Je me suis amusée comme une folle !. Il y avait une foule de choses à faire, qu’on n’osait pas faire avant par peur d’être puni. Bon, j’ai quand même été gentille, j’ai aidé une gamine qui se faisait embêter par des garçons, mais je crois qu’elle aussi a eu peur lorsque la poubelle s’est déversée toute seule sur leurs têtes d’abrutis… Je n’avais pas sommeil, je n’avais pas faim, ni soif, ni rien… Juste un besoin insatiable de faire des trucs auparavant interdits pour raisons d’éthique et de respect.
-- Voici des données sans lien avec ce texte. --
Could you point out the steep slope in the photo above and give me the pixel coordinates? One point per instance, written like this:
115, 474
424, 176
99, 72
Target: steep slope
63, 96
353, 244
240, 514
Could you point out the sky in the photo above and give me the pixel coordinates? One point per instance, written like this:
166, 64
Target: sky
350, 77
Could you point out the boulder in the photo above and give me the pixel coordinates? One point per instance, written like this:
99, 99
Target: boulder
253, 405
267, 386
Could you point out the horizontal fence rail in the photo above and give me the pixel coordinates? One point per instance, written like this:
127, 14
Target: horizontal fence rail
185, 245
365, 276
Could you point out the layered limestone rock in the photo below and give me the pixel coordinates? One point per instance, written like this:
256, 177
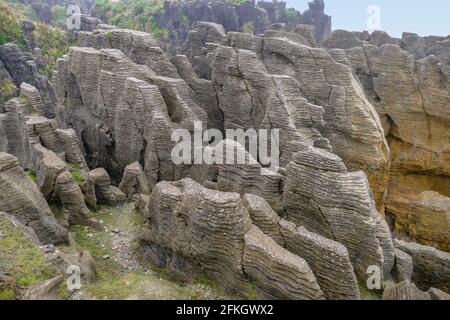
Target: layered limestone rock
431, 267
192, 229
276, 272
21, 198
128, 115
412, 98
329, 260
29, 92
59, 188
405, 291
311, 78
323, 196
13, 132
403, 267
23, 68
430, 220
134, 181
100, 191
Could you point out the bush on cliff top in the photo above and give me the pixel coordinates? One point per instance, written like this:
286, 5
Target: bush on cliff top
10, 29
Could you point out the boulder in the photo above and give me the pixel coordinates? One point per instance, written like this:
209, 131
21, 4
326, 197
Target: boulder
431, 267
21, 198
134, 181
405, 290
276, 272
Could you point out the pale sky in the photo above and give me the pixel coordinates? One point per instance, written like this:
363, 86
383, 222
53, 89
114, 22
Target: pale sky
430, 17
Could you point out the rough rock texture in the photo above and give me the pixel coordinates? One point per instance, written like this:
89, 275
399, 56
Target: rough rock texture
191, 226
134, 181
13, 132
437, 294
100, 188
430, 220
405, 291
403, 267
276, 272
192, 229
30, 93
328, 259
311, 78
431, 267
111, 135
21, 198
22, 68
321, 195
412, 99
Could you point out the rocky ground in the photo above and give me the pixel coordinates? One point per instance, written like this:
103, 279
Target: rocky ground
362, 181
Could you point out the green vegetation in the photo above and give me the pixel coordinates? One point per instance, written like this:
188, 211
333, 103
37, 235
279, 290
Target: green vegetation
137, 15
20, 258
7, 89
54, 44
291, 15
10, 28
249, 27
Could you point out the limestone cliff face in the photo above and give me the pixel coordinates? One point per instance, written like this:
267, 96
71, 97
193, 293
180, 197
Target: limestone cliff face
411, 92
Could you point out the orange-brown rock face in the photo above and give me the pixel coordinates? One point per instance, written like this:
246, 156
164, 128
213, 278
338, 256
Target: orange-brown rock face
412, 98
430, 220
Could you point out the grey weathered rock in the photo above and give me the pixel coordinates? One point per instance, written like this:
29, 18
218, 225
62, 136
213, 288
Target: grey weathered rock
321, 195
405, 291
437, 294
134, 181
328, 259
13, 133
21, 198
194, 230
276, 272
191, 227
431, 267
411, 98
112, 136
30, 93
104, 192
22, 68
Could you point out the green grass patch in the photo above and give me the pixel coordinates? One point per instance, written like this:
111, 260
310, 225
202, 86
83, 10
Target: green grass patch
21, 258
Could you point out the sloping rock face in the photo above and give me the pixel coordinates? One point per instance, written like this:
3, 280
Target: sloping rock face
430, 220
312, 78
13, 132
21, 198
411, 93
405, 291
431, 267
322, 196
22, 68
123, 112
329, 260
271, 266
193, 229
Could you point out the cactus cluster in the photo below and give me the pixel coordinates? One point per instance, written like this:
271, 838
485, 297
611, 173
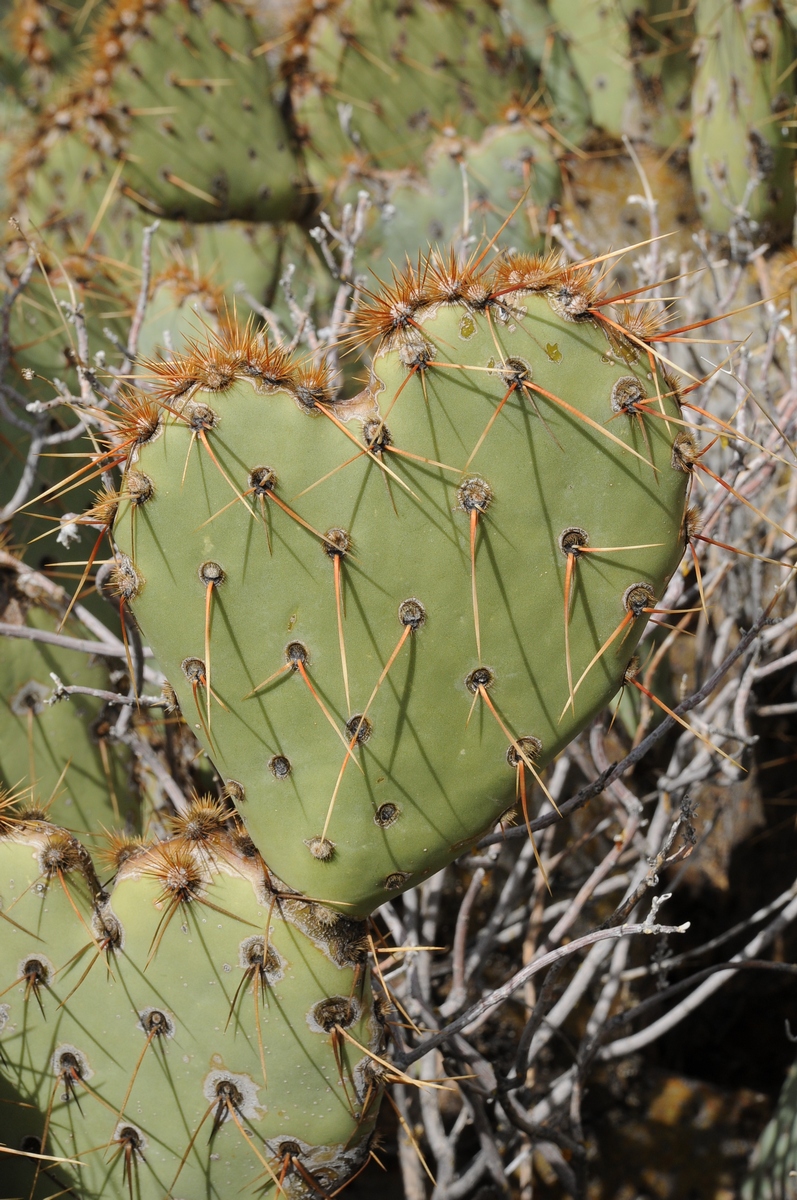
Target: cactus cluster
381, 605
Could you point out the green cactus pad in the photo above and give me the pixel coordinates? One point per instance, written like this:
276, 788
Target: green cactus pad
741, 155
185, 100
210, 1035
375, 82
513, 180
225, 573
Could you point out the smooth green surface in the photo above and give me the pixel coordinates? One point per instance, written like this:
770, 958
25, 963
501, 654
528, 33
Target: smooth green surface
399, 78
448, 779
739, 156
186, 965
191, 102
509, 178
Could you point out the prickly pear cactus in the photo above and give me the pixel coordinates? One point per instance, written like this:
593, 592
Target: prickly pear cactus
196, 1031
510, 178
741, 153
381, 613
373, 81
184, 99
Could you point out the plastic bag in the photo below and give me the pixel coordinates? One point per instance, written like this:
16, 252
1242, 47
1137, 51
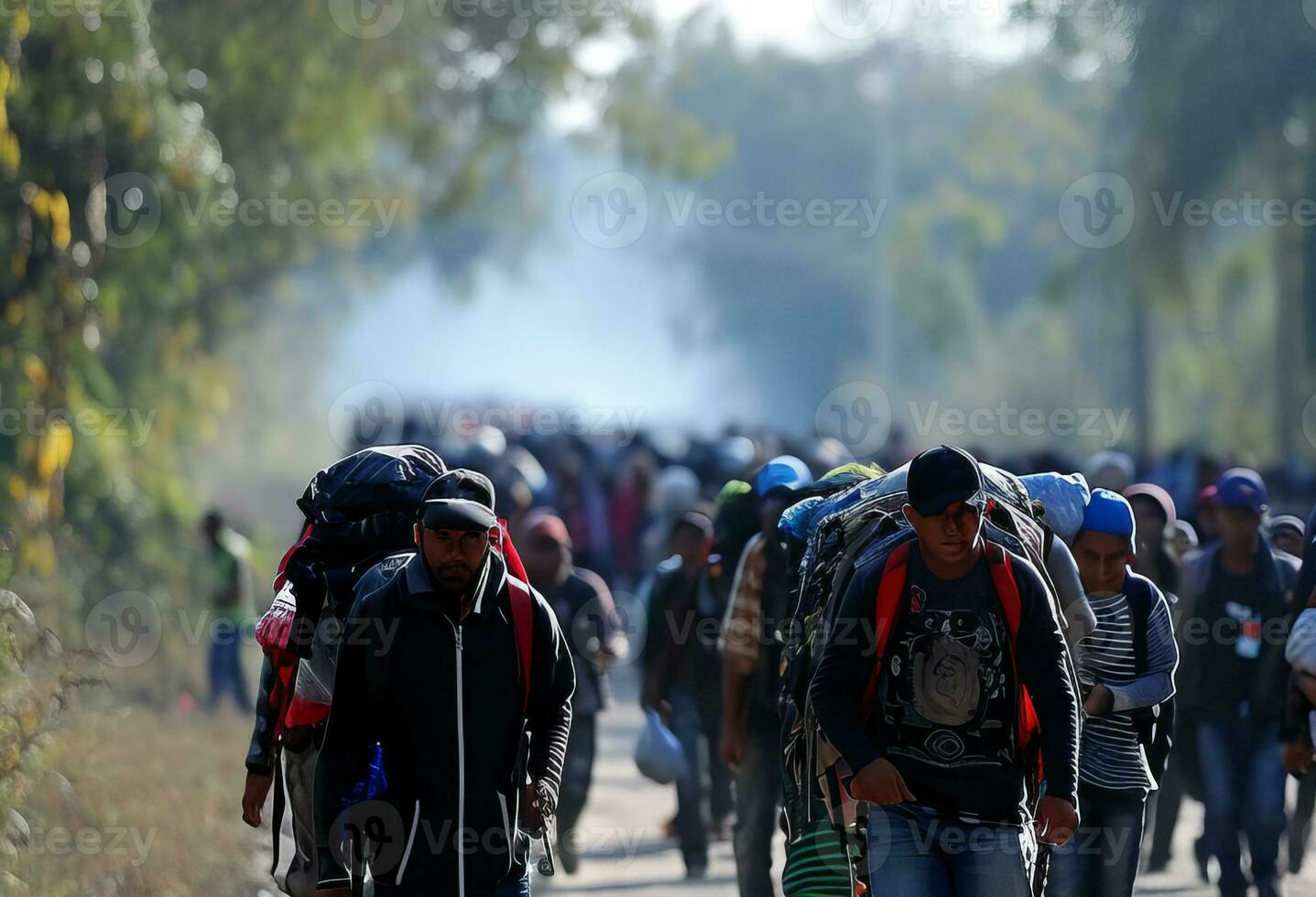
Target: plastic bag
1063, 499
658, 754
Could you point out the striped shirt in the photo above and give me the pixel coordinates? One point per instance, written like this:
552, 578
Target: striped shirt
1110, 754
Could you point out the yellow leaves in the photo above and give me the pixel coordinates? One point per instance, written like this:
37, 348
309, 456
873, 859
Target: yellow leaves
54, 210
54, 450
9, 153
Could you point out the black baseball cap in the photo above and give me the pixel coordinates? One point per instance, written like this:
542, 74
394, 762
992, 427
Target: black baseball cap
941, 476
458, 500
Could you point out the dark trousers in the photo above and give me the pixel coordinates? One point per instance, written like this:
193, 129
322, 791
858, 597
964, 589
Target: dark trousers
1244, 782
710, 701
758, 794
577, 771
225, 665
1300, 825
689, 729
1102, 858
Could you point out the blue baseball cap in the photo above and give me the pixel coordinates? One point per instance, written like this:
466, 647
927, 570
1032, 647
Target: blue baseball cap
1110, 512
783, 472
1241, 487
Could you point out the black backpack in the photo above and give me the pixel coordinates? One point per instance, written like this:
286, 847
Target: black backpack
1154, 724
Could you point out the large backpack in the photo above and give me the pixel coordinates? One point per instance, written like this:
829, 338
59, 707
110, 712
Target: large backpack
890, 605
855, 527
1154, 724
357, 535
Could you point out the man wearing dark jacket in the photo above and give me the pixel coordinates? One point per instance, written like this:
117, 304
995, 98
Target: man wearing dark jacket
425, 763
596, 638
933, 733
1234, 680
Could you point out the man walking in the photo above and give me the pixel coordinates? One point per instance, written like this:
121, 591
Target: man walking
589, 619
683, 680
451, 707
1234, 679
752, 676
1126, 668
228, 586
937, 698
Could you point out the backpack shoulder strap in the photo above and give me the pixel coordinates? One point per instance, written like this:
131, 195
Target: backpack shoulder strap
523, 621
1007, 589
1137, 592
895, 571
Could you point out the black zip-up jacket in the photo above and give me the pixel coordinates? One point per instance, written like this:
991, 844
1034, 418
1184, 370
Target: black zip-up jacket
442, 698
990, 794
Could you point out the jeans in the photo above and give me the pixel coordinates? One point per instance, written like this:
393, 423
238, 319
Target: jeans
225, 665
687, 726
758, 794
1102, 858
1243, 776
913, 849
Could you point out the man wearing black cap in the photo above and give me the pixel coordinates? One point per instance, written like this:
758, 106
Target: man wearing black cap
942, 674
425, 755
1234, 682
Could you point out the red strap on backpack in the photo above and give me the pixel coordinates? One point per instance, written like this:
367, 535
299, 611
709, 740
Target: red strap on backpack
891, 589
890, 593
1007, 590
523, 611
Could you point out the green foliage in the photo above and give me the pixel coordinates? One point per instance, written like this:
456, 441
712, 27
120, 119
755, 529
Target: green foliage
213, 109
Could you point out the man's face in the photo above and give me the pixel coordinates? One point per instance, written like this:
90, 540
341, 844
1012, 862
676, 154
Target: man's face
1238, 526
1102, 557
1289, 541
1149, 524
454, 557
949, 536
547, 559
692, 546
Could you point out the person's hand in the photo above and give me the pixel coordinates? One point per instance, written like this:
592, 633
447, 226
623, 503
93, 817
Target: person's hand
731, 749
1056, 819
533, 813
1099, 701
253, 797
1306, 684
881, 783
1298, 756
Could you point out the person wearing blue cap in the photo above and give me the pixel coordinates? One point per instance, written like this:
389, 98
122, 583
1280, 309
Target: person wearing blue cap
1126, 670
1234, 680
752, 675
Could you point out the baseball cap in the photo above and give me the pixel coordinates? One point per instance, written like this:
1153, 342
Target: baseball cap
1289, 521
458, 500
941, 476
783, 472
1110, 512
1241, 487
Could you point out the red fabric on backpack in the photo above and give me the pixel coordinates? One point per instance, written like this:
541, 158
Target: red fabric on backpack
523, 610
887, 605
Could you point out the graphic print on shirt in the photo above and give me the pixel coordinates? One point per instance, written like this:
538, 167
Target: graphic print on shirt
946, 691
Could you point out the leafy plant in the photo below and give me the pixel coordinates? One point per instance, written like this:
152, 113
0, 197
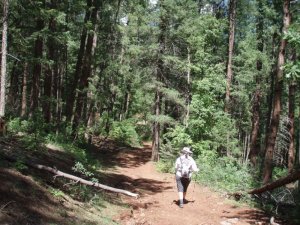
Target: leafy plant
124, 132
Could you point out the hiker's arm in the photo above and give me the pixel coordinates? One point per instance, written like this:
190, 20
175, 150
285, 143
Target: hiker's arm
176, 165
194, 166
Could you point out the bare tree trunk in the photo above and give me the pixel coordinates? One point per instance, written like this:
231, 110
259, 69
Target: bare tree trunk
12, 98
268, 162
24, 90
159, 73
291, 155
254, 146
37, 69
292, 177
3, 58
49, 73
156, 129
74, 84
232, 16
86, 69
187, 115
59, 173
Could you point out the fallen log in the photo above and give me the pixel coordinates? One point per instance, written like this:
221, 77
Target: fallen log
292, 177
74, 178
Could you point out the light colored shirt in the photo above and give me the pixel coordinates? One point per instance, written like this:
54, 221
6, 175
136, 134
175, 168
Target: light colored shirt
185, 161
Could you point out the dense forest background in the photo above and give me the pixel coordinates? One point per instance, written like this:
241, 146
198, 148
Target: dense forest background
219, 76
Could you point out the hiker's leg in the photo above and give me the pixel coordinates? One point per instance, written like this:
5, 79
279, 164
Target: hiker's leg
185, 186
180, 190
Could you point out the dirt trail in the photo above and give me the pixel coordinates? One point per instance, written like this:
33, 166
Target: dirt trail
158, 202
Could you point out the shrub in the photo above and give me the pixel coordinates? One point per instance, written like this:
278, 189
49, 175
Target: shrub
124, 132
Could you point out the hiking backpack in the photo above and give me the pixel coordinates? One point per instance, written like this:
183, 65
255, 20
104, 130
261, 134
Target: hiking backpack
185, 167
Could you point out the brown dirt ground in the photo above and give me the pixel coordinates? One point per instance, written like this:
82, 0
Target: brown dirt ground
157, 204
25, 201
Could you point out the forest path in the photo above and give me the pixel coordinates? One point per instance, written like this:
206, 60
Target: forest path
157, 204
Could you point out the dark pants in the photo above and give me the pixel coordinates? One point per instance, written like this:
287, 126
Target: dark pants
182, 183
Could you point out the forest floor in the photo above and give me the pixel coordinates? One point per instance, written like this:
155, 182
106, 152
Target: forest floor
158, 204
34, 197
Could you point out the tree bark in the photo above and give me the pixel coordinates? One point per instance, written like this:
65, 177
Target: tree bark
291, 154
268, 162
24, 90
49, 75
254, 146
292, 177
158, 76
59, 173
37, 69
74, 84
232, 16
3, 58
86, 68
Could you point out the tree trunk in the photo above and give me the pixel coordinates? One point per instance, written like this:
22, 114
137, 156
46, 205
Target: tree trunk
188, 94
254, 146
156, 129
232, 16
291, 155
159, 73
37, 69
86, 68
268, 167
59, 173
24, 90
3, 58
12, 98
49, 75
292, 177
74, 84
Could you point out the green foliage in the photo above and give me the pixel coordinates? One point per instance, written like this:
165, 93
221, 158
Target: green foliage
224, 174
79, 168
279, 172
56, 192
20, 165
33, 130
124, 132
165, 166
178, 137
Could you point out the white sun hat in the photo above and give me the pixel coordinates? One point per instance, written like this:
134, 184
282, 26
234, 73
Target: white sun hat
186, 150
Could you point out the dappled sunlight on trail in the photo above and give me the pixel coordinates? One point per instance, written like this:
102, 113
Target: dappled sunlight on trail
158, 203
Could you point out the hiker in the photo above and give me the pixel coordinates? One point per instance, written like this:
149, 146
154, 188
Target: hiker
184, 167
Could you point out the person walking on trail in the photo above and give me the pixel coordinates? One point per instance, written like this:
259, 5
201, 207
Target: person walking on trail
184, 167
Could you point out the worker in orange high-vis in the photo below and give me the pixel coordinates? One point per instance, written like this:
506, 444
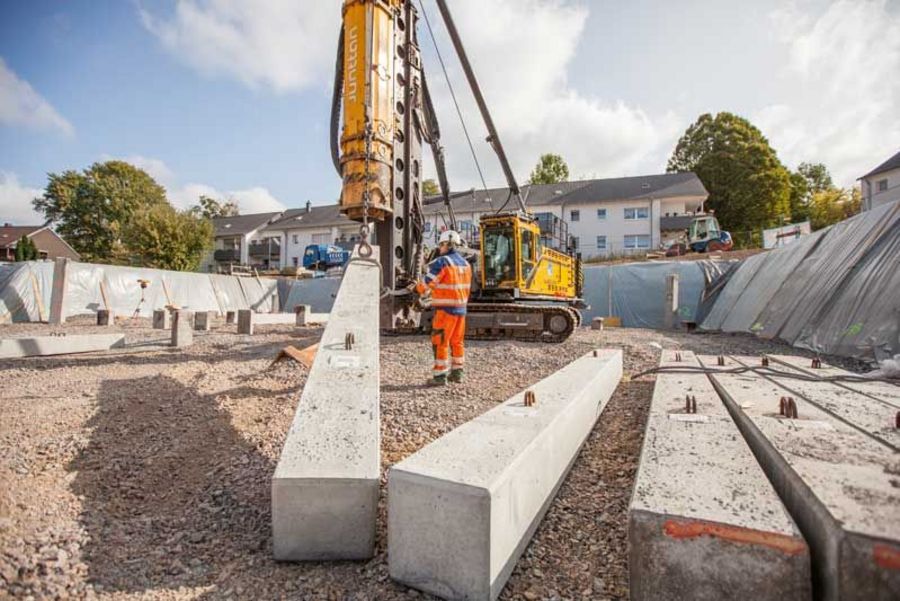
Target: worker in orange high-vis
449, 278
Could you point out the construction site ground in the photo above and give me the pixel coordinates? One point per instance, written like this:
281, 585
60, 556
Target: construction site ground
145, 474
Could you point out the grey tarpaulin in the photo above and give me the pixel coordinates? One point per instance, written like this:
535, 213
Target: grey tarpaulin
25, 290
732, 291
635, 292
836, 292
771, 275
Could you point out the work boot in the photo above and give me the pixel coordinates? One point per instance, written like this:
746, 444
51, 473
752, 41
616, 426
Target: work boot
440, 380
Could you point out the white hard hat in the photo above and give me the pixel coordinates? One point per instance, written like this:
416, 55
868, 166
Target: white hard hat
451, 237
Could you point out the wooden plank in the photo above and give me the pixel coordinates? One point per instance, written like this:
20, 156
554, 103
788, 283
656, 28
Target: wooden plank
838, 483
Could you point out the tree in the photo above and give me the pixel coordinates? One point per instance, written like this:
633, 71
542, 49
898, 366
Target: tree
162, 237
430, 188
748, 186
830, 206
210, 208
551, 169
92, 209
809, 179
26, 249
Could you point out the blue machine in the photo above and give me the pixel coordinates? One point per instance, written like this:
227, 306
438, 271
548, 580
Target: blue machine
324, 256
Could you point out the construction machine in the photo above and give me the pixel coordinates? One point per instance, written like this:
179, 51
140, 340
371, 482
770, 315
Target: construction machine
382, 115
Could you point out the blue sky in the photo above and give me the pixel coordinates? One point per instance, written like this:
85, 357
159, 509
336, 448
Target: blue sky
231, 97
Mais punaise, ça fait du bien de se lâcher comme ça, quand même !

Deux jours sont passés comme ça. Puis je me suis demandée ce qui se passait autour de mon corps et de ma famille, quand même, alors je suis retournée dans mon quartier pour y jeter un coup d’œil.

Il se trouve que je suis arrivée le jour de mon enterrement.

Très émouvant, très digne et très poignant…Je suis ironique !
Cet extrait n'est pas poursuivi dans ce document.